Here's a draft of the tech report on the model training method I've been experimenting with, "Parallax".
chutes.ai/parallax.pdf
TL;DR: MoE models' params are mostly routed experts, and you can massively reduce VRAM and FLOPS per participant by splitting up those experts. You can also offload the expert training to commodity hardware further saving compute/VRAM per island.
The crazy cool thing about these sketches is, you can actually onboard workers nearly instantly (sync time with ternary weights is a few MB), and they never need to download or stream the raw datasets (sketches contain all the work they need to do and are tiny). You'd probably want the first couple layers of the model in your own infra if you had sensitive data because otherwise you could do gradient inversion attacks to reconstitute the raw text, but beyond the first couple layers and not knowing which layer/expert you're training I think it's infeasible so privacy is pretty baked in.

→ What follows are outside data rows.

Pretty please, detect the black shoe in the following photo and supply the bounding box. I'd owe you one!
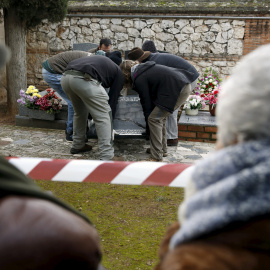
[66,131,88,142]
[146,148,168,157]
[167,139,178,146]
[70,144,92,155]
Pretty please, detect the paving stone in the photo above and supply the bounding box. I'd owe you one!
[0,125,214,163]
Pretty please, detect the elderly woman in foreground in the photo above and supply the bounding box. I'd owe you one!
[155,45,270,270]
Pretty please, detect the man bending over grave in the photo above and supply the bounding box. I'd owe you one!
[61,55,124,160]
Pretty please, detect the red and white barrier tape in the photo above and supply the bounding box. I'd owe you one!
[7,157,191,187]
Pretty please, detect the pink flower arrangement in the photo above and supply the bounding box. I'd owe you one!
[36,88,62,113]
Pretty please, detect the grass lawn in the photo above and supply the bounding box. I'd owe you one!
[36,181,183,270]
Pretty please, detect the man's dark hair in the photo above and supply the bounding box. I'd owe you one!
[99,38,112,47]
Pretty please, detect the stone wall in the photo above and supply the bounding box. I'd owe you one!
[27,0,270,89]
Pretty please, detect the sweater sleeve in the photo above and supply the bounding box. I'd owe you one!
[109,69,124,119]
[135,78,155,134]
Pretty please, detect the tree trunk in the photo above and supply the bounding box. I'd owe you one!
[4,8,27,116]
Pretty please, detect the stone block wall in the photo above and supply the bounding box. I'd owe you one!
[178,125,217,143]
[27,17,245,88]
[27,0,270,89]
[243,20,270,55]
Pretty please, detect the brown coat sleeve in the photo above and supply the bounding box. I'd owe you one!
[154,219,270,270]
[0,196,101,270]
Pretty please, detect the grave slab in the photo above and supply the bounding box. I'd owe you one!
[178,111,216,127]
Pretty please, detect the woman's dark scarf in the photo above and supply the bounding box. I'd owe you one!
[170,140,270,248]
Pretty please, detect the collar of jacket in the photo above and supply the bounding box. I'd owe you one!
[131,61,156,82]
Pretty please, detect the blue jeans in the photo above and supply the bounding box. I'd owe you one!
[42,68,74,134]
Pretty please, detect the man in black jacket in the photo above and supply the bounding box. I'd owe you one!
[120,60,194,161]
[128,47,199,146]
[61,55,124,160]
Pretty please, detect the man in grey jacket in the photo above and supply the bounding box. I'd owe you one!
[128,47,199,146]
[42,51,91,141]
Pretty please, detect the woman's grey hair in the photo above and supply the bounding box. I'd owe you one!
[0,42,11,68]
[217,45,270,146]
[120,60,138,88]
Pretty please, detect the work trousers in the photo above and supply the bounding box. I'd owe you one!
[148,84,191,160]
[61,71,114,160]
[166,79,198,139]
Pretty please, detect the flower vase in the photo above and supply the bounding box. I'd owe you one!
[19,105,55,121]
[209,105,216,116]
[186,109,199,116]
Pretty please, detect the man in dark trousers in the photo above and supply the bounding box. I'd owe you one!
[128,47,199,146]
[120,60,194,161]
[61,55,124,160]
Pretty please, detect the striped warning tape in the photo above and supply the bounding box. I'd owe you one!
[7,157,191,187]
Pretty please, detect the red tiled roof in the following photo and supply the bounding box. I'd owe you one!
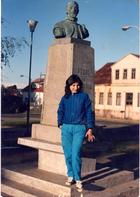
[131,53,140,58]
[95,62,115,84]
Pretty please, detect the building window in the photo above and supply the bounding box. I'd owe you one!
[116,92,121,105]
[115,69,119,79]
[107,92,112,105]
[137,93,140,107]
[99,92,104,105]
[131,68,136,79]
[126,92,133,105]
[123,69,127,79]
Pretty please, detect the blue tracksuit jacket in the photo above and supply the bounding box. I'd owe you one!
[57,92,94,129]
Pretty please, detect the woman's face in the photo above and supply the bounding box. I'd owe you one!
[70,82,80,94]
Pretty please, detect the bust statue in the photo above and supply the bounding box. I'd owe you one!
[53,1,89,39]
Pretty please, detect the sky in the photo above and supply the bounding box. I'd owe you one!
[1,0,139,88]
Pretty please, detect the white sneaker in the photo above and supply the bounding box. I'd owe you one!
[76,181,83,192]
[65,177,74,185]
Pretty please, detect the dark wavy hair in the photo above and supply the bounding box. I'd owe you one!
[65,74,83,97]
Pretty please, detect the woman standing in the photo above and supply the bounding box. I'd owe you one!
[58,74,95,191]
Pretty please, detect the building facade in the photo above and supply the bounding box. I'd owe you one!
[95,54,140,120]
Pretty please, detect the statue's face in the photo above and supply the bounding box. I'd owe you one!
[67,2,79,18]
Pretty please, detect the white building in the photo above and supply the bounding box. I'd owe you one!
[95,54,140,120]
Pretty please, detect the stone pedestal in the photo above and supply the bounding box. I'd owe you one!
[18,38,96,175]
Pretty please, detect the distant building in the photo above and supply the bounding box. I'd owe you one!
[95,54,140,120]
[22,78,44,106]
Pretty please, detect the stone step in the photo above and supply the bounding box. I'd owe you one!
[83,168,134,188]
[2,163,135,197]
[1,179,57,197]
[18,137,63,153]
[18,137,96,175]
[92,179,139,197]
[1,146,38,166]
[2,163,71,196]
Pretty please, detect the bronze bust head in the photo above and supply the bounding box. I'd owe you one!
[53,1,89,39]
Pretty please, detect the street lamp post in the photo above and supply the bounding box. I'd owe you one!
[27,20,38,133]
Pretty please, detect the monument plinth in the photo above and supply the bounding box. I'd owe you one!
[19,38,95,175]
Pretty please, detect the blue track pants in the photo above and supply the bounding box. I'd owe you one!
[61,124,86,180]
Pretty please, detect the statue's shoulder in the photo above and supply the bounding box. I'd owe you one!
[54,20,66,27]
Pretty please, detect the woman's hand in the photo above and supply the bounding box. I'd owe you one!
[86,129,95,142]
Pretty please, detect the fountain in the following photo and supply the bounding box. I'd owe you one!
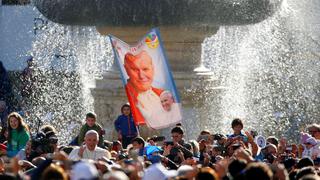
[3,0,320,143]
[29,0,281,140]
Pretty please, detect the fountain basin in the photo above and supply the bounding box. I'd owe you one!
[33,0,282,26]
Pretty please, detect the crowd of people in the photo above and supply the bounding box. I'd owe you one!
[0,101,320,180]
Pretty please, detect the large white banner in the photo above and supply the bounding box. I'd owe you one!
[109,29,182,129]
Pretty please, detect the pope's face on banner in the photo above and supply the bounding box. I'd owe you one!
[124,51,154,93]
[160,91,174,111]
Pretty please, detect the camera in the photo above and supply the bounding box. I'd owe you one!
[31,131,58,157]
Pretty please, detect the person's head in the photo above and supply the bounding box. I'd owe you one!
[27,56,34,67]
[267,136,279,147]
[121,104,131,116]
[86,112,97,127]
[8,112,28,132]
[0,100,7,112]
[40,124,57,134]
[84,130,99,151]
[245,163,273,180]
[171,126,184,142]
[124,51,154,93]
[228,159,247,178]
[231,118,243,134]
[297,157,314,169]
[41,163,68,180]
[160,91,174,111]
[196,167,219,180]
[295,166,317,179]
[265,144,278,156]
[307,123,320,140]
[304,137,318,149]
[131,137,145,150]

Decoupled DiLoCo/RDA-diloco style backbone sync, surrogates for non-owned routed experts with low rank updates to sync those, tiered sync cadences for various components, "sketches" to offload expert work, etc.
20b tested two different ways, plenty of small model iterations, and 176b params just to prove out feasibility.
There are hundreds of additional experiments and loads of data we could also highlight as well, but the guts are there.
Variations:
- freeze routed expert weights instead of using surrogates, eliminates adam state, backward pass, etc., though you'd need different sync methods vs. low rank updates to the surrogates (the surrogates are already tiny, rank-8 updates to those even smaller)
- hierarchical parallax, i.e. each node itself becomes an rda diloco style multi-learner which then syncs with the outer/global islands (the point here is to enable GPUs without NVLink/etc. and reduce GPU<=>GPU comms to maximize MFU on less-capable/commodity GPUs)
- pipeline parallelize each island itself such that each island can decompose the backbone etc.